GENERAL CONSIDERATIONS
[0077] For purposes of this description, certain aspects,
advantages, and novel features of the embodiments of this
disclosure are described herein. The disclosed methods,
apparatuses, and systems should not be construed as limiting in any
way. Instead, the present disclosure is directed toward all novel
and nonobvious features and aspects of the various disclosed
embodiments, alone and in various combinations and sub-combinations
with one another. The methods, apparatuses, and systems are not
limited to any specific aspect or feature or combination thereof,
nor do the disclosed embodiments require that any one or more
specific advantages be present or problems be solved.
[0078] Features, integers, characteristics, compounds, chemical
moieties or groups described in conjunction with a particular
aspect, embodiment or example of the invention are to be understood
to be applicable to any other aspect, embodiment or example
described herein unless incompatible therewith. All of the features
disclosed in this specification (including any accompanying claims,
abstract and drawings), and/or all of the steps of any method or
process so disclosed, may be combined in any combination, except
combinations where at least some of such features and/or steps are
mutually exclusive. The invention is not restricted to the details
of any foregoing embodiments. The invention extends to any novel
one, or any novel combination, of the features disclosed in this
specification (including any accompanying claims, abstract and
drawings), or to any novel one, or any novel combination, of the
steps of any method or process so disclosed.
[0079] Although the operations of some of the disclosed methods are
described in a particular, sequential order for convenient
presentation, it should be understood that this manner of
description encompasses rearrangement, unless a particular ordering
is required by specific language. For example, operations described
sequentially may in some cases be rearranged or performed
concurrently. Moreover, for the sake of simplicity, the attached
figures may not show the various ways in which the disclosed
methods can be used in conjunction with other methods.
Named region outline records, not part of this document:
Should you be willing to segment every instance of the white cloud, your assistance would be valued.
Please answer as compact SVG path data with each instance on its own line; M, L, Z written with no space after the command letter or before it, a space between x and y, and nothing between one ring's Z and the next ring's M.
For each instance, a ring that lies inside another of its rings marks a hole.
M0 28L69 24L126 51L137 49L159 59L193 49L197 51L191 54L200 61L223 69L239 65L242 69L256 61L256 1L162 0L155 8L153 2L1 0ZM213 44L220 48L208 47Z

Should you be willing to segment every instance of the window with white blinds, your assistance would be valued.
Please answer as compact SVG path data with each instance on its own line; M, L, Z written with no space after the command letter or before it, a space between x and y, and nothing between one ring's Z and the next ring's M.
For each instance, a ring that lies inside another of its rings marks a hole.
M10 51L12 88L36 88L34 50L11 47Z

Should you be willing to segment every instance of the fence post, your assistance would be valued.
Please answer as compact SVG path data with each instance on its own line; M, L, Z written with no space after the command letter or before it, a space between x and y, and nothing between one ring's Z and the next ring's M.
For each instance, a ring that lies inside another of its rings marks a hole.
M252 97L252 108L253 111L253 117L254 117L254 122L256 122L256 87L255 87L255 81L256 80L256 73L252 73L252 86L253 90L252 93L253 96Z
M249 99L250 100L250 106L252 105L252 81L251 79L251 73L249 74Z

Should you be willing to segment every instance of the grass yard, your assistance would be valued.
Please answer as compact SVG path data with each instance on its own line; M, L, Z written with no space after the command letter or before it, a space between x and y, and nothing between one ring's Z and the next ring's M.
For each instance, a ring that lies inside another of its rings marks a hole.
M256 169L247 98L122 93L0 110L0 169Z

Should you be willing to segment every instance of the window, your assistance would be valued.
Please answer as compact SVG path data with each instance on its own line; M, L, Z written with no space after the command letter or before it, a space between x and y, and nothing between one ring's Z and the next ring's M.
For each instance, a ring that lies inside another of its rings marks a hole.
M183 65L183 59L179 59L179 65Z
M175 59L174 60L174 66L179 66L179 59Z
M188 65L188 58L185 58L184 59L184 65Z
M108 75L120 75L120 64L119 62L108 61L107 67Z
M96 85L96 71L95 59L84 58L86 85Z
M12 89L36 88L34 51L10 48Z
As used
herein, the terms "a", "an", and "at least one" encompass one or
more of the specified element. That is, if two of a particular
element are present, one of these elements is also present and thus
"an" element is present. The terms "a plurality of" and "plural"
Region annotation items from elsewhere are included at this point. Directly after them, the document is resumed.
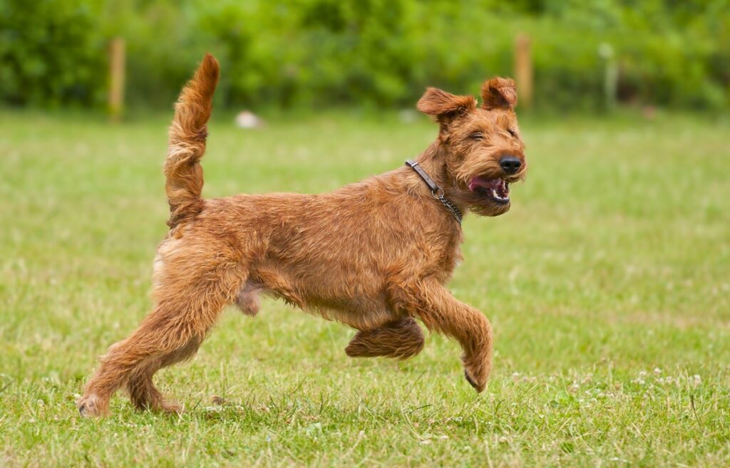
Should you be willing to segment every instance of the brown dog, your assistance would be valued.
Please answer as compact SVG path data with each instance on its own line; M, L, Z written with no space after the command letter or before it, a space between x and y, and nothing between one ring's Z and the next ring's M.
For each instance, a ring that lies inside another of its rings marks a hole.
M345 350L352 356L417 354L418 318L458 340L466 380L484 390L489 321L445 284L461 258L461 212L506 213L509 184L525 173L514 82L487 81L480 107L472 96L429 88L418 108L435 117L439 136L412 167L324 195L202 200L199 161L218 78L207 55L175 107L165 163L170 231L155 259L155 305L101 359L77 402L81 413L104 413L122 386L138 408L178 411L153 375L192 357L226 305L256 315L260 293L359 330Z

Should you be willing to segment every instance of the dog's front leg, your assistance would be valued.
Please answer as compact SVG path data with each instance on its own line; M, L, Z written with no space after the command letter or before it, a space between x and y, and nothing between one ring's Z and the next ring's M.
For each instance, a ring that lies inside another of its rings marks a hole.
M420 318L429 330L459 342L466 380L477 391L483 391L492 364L491 324L484 314L457 300L436 281L399 286L393 295L400 307Z

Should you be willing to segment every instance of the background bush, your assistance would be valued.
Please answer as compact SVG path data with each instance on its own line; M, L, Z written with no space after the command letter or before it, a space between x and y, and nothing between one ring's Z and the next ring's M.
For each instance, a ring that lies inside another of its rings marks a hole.
M101 106L106 44L127 41L127 99L169 107L205 51L232 107L410 106L475 92L532 39L535 101L595 109L610 44L622 101L730 106L728 0L0 0L0 100Z

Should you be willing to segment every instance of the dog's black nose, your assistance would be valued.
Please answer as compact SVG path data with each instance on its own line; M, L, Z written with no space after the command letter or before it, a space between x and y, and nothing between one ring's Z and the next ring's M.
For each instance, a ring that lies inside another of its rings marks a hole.
M522 165L522 163L520 161L519 157L515 157L515 156L503 156L501 160L499 160L499 165L502 167L502 171L508 174L513 174L520 170L520 166Z

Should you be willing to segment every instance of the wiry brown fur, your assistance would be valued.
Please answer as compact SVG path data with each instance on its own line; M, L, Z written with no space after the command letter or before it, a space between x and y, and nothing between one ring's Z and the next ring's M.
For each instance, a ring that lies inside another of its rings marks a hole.
M261 292L359 330L350 356L418 354L423 338L417 318L461 343L466 379L483 391L491 366L489 321L445 286L461 259L461 228L412 170L322 195L201 199L199 161L218 76L207 56L176 106L165 164L171 230L155 260L155 306L102 356L77 402L81 413L104 413L120 387L139 408L179 410L155 388L154 373L194 355L226 305L255 315ZM523 147L514 83L490 80L483 91L480 108L471 96L426 92L418 108L440 129L418 159L462 211L496 216L509 204L471 192L469 181L521 178L524 163L507 176L499 160L509 154L523 163ZM473 139L474 132L483 138Z

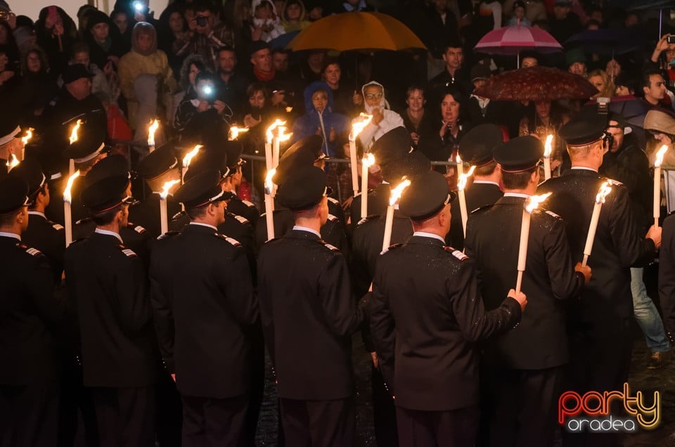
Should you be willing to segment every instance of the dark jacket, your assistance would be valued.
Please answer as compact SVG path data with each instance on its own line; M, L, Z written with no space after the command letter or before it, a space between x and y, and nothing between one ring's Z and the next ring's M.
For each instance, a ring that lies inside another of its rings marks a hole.
M53 293L47 259L17 239L0 236L0 384L44 382L56 374L55 328L64 306Z
M520 319L512 298L486 312L474 261L439 240L413 235L378 262L371 331L397 406L443 411L477 405L478 353L472 342Z
M333 400L354 393L352 335L364 316L347 261L316 235L292 230L263 246L258 297L282 399Z
M65 250L85 387L154 384L156 341L141 259L113 235L94 233Z
M471 214L466 253L475 257L485 309L500 306L515 289L525 199L506 196ZM485 362L501 368L537 370L567 362L565 300L584 285L574 272L562 220L550 212L532 215L522 292L529 298L518 327L488 340Z
M565 222L572 261L581 261L596 195L605 181L589 169L569 169L539 186L552 192L546 207ZM654 242L639 234L631 209L628 188L612 186L600 214L589 266L593 278L575 302L570 317L577 322L623 319L633 316L631 266L643 266L656 255Z
M468 216L471 212L493 205L503 196L499 185L474 182L467 186L464 193L466 197L466 212ZM450 223L450 232L446 236L446 242L458 250L464 248L464 228L462 226L462 213L459 207L459 197L450 202L450 212L452 216Z
M257 304L241 245L210 227L167 233L150 264L162 355L181 394L224 399L250 389L247 332Z

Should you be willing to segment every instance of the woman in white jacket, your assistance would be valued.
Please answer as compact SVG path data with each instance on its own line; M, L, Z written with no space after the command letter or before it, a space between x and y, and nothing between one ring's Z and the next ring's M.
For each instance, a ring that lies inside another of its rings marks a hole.
M385 88L379 82L372 81L361 87L366 113L373 115L370 124L359 134L364 149L370 149L373 143L395 127L404 126L403 118L396 112L390 110L385 99ZM360 118L352 120L354 123Z

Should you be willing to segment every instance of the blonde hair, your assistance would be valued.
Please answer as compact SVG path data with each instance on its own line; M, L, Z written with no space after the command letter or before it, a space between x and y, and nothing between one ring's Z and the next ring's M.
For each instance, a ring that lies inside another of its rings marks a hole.
M599 68L594 70L589 73L588 79L590 81L591 78L593 76L599 76L603 78L603 82L605 82L605 89L596 95L596 97L611 98L615 96L616 88L614 86L614 82L610 78L610 75L607 74L607 72Z

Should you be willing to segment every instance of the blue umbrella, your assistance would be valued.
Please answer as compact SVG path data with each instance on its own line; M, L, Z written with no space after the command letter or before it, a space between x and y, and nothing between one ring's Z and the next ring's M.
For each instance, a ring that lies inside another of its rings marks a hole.
M565 48L582 46L598 54L623 54L641 48L644 38L626 30L586 30L565 41Z
M286 48L286 46L290 43L290 41L293 39L293 37L300 34L300 31L291 31L290 32L287 32L285 34L281 34L278 37L275 37L272 40L269 41L269 48L273 50L276 48Z

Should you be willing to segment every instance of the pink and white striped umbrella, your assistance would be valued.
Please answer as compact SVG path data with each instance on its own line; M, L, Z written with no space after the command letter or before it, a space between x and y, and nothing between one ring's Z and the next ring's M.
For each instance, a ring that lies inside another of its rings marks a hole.
M483 36L473 48L480 53L504 56L515 56L523 50L539 53L562 51L562 46L544 30L522 25L503 27L491 31Z

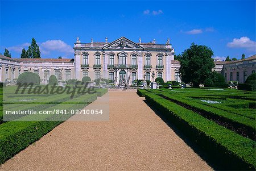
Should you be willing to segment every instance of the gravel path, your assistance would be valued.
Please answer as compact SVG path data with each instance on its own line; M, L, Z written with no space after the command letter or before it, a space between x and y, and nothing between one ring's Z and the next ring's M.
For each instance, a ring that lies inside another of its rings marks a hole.
M144 98L135 91L108 93L109 121L65 122L0 170L212 169L143 101Z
mean two or more of the specified element.
[0080] As used herein, the term "and/or" used between the last two
of a list of elements means any one or more of the listed elements.
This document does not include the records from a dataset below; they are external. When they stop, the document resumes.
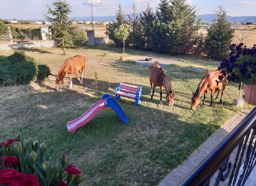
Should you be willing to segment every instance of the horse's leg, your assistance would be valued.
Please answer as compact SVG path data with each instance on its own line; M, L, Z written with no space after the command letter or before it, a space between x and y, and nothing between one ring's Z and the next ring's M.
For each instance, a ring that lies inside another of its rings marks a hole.
M68 74L69 74L69 79L70 80L70 86L69 87L69 88L70 88L71 89L72 88L72 87L73 87L73 84L72 84L72 77L71 77L71 74L68 73Z
M162 95L163 94L163 86L160 87L160 104L163 104L163 102L162 102Z
M151 98L150 99L153 99L153 95L154 95L154 93L155 93L155 91L156 90L156 87L155 86L155 84L154 84L154 86L153 87L153 91L152 92L152 95L151 95Z
M214 99L214 100L216 100L219 97L219 92L220 92L220 88L218 88L218 93L217 94L217 96L215 98L215 99Z
M222 87L222 91L221 91L221 96L220 96L220 99L219 100L219 104L221 104L222 102L222 96L224 93L224 92L226 89L226 86L227 86L227 83L223 84Z
M79 81L79 82L80 82L80 84L81 85L83 84L83 83L80 80L80 79L79 79L79 78L78 77L78 74L77 74L77 72L76 72L76 71L75 71L75 72L74 72L75 73L75 76L76 76L76 77L77 78L77 79L78 79L78 80Z
M213 95L214 94L214 92L215 91L215 89L212 89L211 90L212 92L211 93L211 104L210 104L210 106L213 106Z
M205 93L204 94L204 101L203 101L203 104L202 105L202 107L203 107L205 105L205 100L206 99L206 95L207 94L207 90L205 90Z
M79 73L80 74L80 80L81 81L81 82L82 83L83 83L83 78L82 78L82 70L78 70L78 71L79 72Z
M153 85L153 82L150 79L149 81L150 82L150 85L151 85L151 91L150 92L150 93L152 93L153 92L153 89L152 88L152 86Z
M84 66L83 66L82 67L82 76L81 77L81 81L83 83L84 82L83 81L83 78L84 76Z

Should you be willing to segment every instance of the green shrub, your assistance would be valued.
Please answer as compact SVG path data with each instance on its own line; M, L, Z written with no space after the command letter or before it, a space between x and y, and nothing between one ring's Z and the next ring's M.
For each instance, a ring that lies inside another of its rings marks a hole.
M14 53L8 57L7 58L11 62L12 64L23 61L36 62L35 58L29 56L25 54L23 51L20 50L14 50Z
M17 85L25 85L37 80L38 67L33 62L23 61L13 64L10 73Z
M80 47L83 43L88 40L88 37L83 29L77 27L73 27L70 30L70 34L72 36L73 44Z
M51 75L50 68L45 65L38 65L38 74L37 75L37 80L39 81L42 81Z

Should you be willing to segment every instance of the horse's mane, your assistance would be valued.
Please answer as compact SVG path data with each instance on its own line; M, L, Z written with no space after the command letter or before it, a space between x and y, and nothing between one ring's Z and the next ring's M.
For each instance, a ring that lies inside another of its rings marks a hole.
M65 61L65 62L64 62L64 64L62 65L62 66L61 67L60 69L60 70L59 71L59 73L58 73L58 76L59 77L59 75L60 75L60 72L62 71L62 70L63 70L63 68L64 68L64 67L66 65L66 64L67 63L68 63L68 61L69 59L69 58L68 58L66 61Z
M173 90L172 87L172 84L171 82L171 80L169 78L166 74L166 72L164 70L161 68L161 71L162 72L160 73L158 75L158 77L160 78L163 81L163 84L166 91L169 90Z
M196 89L196 92L195 93L195 95L193 96L193 97L196 97L197 95L199 96L199 94L200 93L199 91L200 90L200 89L201 88L201 87L203 84L203 83L204 82L205 79L206 79L206 77L207 77L207 76L209 75L209 74L210 73L210 72L208 72L206 73L206 74L204 76L204 77L203 77L203 78L201 80L201 81L200 82L200 83L199 83L199 84L197 87L197 88Z

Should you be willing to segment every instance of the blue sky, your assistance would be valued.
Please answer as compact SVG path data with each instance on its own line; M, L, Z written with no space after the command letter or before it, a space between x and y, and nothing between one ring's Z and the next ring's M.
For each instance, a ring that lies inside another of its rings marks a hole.
M71 6L73 12L70 17L91 16L91 5L93 4L94 16L115 15L121 4L125 13L132 12L131 4L135 3L138 12L145 10L148 2L155 10L159 0L66 0ZM43 18L43 4L50 5L52 0L0 0L1 11L0 18L18 19ZM187 0L192 6L196 6L196 10L200 14L213 13L218 9L217 6L223 5L227 14L232 16L256 16L256 0ZM45 7L45 12L47 9Z

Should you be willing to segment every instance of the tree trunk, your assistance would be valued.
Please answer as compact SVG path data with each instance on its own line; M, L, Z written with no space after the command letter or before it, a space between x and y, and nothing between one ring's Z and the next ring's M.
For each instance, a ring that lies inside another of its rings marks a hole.
M66 49L65 48L63 48L63 51L64 51L64 54L65 54L65 56L66 56L67 53L66 53Z
M125 54L125 40L123 41L124 42L124 54Z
For example, the phrase "A, B, and/or C" means "A", "B", "C", "A
and B", "A and C", "B and C", or "A, B, and C".
[0081] As used herein, the term "coupled" generally means
physically coupled or linked and does not exclude the presence of
intermediate elements between the coupled items absent specific
contrary language.
[0082] In view of the many possible embodiments to which the
principles of the disclosed invention may be applied, it should be
recognized that the illustrated embodiments are only preferred
examples of the invention and should not be taken as limiting the
scope of the invention. Rather, the scope of the invention is
defined by the following claims. I therefore claim as my invention
all that comes within the scope and spirit of these claims.